There are many days when I am at my worst. Before I had children, I could hide out on those bad days. Take a long hot shower, sip a cup of tea, read a book in the corner, hide from my woes in the aisles of the grocery store... But these days, I can't always hide. And sometimes my irrational, irritable side seems to take over. I snap, I roll my eyes, I avoid. And that's not very fair to the two (nearly three) people who just want a little affection and attention.
There are other days, good days, where I feel like a supermom. I cook the dinner! And put away the laundry! And tidy! And I even play and read and snuggle and enjoy and encourage. I spend these days hoping that my good mom days add up in some sort of brownie point karma system that I can cash in on those bad days. That the good mom days outnumber my children's memories of the bad mom days.
That my children remember the days we covered ourselves in stickers.
The birthday parties where I went completely overboard, because a fancy (boxed mix) cake is one way I know I can show my love.

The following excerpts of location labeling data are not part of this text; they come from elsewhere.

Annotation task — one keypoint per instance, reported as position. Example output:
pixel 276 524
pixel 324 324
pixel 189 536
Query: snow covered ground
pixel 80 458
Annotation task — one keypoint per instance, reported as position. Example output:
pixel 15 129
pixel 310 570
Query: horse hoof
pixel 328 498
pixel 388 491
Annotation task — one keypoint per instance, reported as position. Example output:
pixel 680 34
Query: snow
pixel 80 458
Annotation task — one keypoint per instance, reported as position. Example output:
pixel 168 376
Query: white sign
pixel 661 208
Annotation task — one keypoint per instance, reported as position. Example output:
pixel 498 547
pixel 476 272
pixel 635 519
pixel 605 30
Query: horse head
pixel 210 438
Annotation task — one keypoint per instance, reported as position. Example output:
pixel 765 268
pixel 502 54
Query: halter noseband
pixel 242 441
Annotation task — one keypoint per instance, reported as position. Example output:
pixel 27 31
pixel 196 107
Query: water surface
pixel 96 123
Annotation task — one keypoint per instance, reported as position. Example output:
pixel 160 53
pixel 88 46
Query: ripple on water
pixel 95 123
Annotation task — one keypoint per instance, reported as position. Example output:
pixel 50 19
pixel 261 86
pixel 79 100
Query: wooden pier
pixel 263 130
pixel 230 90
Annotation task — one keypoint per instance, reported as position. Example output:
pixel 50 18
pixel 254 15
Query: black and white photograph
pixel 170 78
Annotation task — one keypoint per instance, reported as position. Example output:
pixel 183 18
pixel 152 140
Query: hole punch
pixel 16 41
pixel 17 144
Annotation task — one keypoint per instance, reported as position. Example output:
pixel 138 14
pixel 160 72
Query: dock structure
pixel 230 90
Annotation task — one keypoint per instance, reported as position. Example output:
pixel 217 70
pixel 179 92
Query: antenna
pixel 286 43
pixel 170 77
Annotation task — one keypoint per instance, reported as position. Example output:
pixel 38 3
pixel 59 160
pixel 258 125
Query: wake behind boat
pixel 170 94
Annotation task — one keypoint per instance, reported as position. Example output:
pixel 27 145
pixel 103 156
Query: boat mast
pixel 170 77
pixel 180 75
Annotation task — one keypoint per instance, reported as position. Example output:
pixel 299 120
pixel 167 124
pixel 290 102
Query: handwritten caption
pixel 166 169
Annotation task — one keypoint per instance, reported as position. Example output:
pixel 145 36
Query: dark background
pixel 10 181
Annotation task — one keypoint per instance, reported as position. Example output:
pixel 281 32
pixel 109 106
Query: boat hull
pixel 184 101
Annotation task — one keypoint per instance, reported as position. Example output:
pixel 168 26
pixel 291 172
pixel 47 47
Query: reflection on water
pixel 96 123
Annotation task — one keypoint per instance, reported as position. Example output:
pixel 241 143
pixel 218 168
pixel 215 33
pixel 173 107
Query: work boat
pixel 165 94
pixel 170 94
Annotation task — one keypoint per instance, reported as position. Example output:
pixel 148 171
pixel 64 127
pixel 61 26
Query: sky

That I worked very hard to recreate Elsa's fancy, diagonal french braid.
That I rolled my eyes with a HUGE smile on my face as I said, fine, the wagon can be an inside toy (till Spring).
That instead of heating frozen nuggets at home, we stopped at that beautiful restaurants with slides and milkshakes (Chick Fil-A) in the middle of the Polar Vortex for nuggets and slides and milkshakes.